Depuis la journée investisseurs de juin 2013, le moteur CFM a engrangé plus de commandes à des prix sans aucun doute meilleurs que ce qui paraissait devoir être le cas à l'époque, a-t-il noté.

La phase de transition tient à la baisse progressive des marges tirées du CFM56 d'ici 2019 et aux coûts de démarrage du LEAP, a-t-il ajouté, disant assumer une certaine "prudence" notée par le marché.

Dans l'ensemble, le groupe espère augmenter d'un point par an ses performances opérationnelles dans ses trois branches (équipements, défense, sécurité).

Son cash flow libre, qui devrait représenter en moyenne la moitié de son résultat opérationnel courant ajusté sur la période 2016-2020, devrait ressortir en 2020 en très forte augmentation par rapport aux 974 millions d'euros de 2015.

M&A POSSIBLE DANS LES ÉQUIPEMENTS AÉRONAUTIQUES

Safran a également confirmé discuter de la cession de sa division Morpho Detection avec plusieurs acheteurs et n'a pas exclu de vendre également ses activités d'identité (passeports) et de sécurité (biométrie) à l'issue d'une période d'examen d'au maximum six mois.

"Le futur de Safran se trouve dans l'aéronautique et dans la défense, la sécurité a ses propres caractéristiques", a déclaré le directeur général du groupe, Philippe Petitcolin, lors d'une conférence téléphonique.

L'activité de détection d'explosifs, rachetée à General Electric en 2009, réalise un chiffre d'affaires compris entre 300 et 400 millions de dollars par an mais n'a pas trouvé de synergies avec le reste des activités du groupe dans les aéroports, a-t-il précisé.

En dehors du champ de CFM, son partenariat-clé avec General Electric dans les moteurs d'avion, Safran compte examiner des opportunités de "coopération ciblée" dans les hélicoptères, les moteurs militaires, l'aviation d'affaires et régionale pour compléter le développement de ces activités.

"Dans les équipements aéronautiques, on regarde toutes les opportunités externes qui ont un ADN assez proche du nôtre", a précisé Philippe Petitcolin, disant cibler des équipementiers de rang 1, de haute technologie et avec une activité dans l'après-vente similaire à celle de Safran.

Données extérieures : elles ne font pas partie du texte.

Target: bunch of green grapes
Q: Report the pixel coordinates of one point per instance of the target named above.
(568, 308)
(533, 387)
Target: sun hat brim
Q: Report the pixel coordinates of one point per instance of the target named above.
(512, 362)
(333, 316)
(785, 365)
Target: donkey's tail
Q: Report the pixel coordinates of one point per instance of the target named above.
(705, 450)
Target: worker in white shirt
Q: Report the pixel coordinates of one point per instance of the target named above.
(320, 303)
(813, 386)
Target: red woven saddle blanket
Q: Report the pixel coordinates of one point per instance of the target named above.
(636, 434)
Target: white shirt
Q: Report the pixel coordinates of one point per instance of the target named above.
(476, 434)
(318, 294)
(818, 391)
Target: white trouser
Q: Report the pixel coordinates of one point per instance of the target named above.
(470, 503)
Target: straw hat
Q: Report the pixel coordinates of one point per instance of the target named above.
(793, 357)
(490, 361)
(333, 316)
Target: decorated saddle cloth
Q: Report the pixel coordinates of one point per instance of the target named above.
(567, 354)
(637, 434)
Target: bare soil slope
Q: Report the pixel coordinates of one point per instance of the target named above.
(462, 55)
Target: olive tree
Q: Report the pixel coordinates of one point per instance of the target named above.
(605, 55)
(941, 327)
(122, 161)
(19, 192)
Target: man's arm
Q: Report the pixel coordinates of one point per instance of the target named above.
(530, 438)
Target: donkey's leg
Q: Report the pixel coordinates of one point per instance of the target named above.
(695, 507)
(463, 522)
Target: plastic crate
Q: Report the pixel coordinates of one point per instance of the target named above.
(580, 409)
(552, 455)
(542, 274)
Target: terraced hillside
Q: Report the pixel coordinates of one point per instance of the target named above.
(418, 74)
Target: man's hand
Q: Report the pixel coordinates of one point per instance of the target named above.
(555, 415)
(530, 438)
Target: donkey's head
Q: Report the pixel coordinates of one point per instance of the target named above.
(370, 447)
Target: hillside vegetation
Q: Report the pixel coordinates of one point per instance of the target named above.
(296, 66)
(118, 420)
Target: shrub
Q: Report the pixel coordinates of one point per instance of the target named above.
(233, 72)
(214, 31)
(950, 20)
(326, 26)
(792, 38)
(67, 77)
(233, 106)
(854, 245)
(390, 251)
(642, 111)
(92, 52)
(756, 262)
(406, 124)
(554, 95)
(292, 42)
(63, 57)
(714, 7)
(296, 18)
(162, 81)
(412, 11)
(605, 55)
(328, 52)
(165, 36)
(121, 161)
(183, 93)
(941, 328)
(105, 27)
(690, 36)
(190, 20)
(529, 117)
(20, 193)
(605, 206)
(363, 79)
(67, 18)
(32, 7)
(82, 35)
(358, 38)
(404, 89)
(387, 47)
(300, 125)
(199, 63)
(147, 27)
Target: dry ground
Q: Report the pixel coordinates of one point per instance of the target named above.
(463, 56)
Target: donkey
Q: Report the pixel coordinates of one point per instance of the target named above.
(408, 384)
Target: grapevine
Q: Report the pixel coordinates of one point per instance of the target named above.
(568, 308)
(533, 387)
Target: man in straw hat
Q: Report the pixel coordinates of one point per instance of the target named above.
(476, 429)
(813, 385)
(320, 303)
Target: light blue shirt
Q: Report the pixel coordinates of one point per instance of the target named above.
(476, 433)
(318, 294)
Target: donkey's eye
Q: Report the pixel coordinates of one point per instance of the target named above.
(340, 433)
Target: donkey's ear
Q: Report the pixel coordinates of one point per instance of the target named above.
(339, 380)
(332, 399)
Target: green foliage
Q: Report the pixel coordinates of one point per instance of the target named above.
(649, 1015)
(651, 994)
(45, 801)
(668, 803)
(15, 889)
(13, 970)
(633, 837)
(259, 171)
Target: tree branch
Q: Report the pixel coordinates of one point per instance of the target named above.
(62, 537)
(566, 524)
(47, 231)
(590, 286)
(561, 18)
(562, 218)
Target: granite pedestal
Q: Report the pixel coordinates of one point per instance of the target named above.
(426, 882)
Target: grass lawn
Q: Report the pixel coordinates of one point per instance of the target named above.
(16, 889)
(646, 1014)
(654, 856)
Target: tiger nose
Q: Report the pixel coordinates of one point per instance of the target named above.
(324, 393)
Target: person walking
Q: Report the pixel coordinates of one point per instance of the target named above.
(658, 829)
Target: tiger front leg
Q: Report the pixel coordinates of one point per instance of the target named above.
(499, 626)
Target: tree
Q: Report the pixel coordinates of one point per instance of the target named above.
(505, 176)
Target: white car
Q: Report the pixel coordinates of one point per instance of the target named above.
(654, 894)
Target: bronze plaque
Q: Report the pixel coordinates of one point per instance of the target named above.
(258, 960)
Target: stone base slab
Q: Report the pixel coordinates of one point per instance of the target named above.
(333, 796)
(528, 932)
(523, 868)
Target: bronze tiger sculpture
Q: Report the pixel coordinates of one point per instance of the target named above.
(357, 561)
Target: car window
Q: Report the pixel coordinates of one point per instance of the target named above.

Il s'est refusé à tout commentaire sur un éventuel intérêt pour Zodiac Aerospace, que Safran avait essayé en vain de racheter en 2010.

Les marges de manoeuvre de Safran pour des acquisitions sont "considérables", a précisé de son côté Bernard Delpit à des journalistes, soulignant les perspectives de génération élevée de trésorerie du groupe dans les années à venir.

L'accord attendu de longue date sur la finalisation d'Airbus Safran Launchers, la coentreprise avec Airbus Group dans les lanceurs spatiaux, devrait intervenir "dans les prochaines semaines", a également indiqué Philippe Petitcolin.

"Je n'aurais pas dit cela il y a un mois", a-t-il précisé, confirmant l'indication selon laquelle Safran verserait environ 700 millions d'euros à Airbus Group pour parvenir à une participation à 50/50 dans la coentreprise.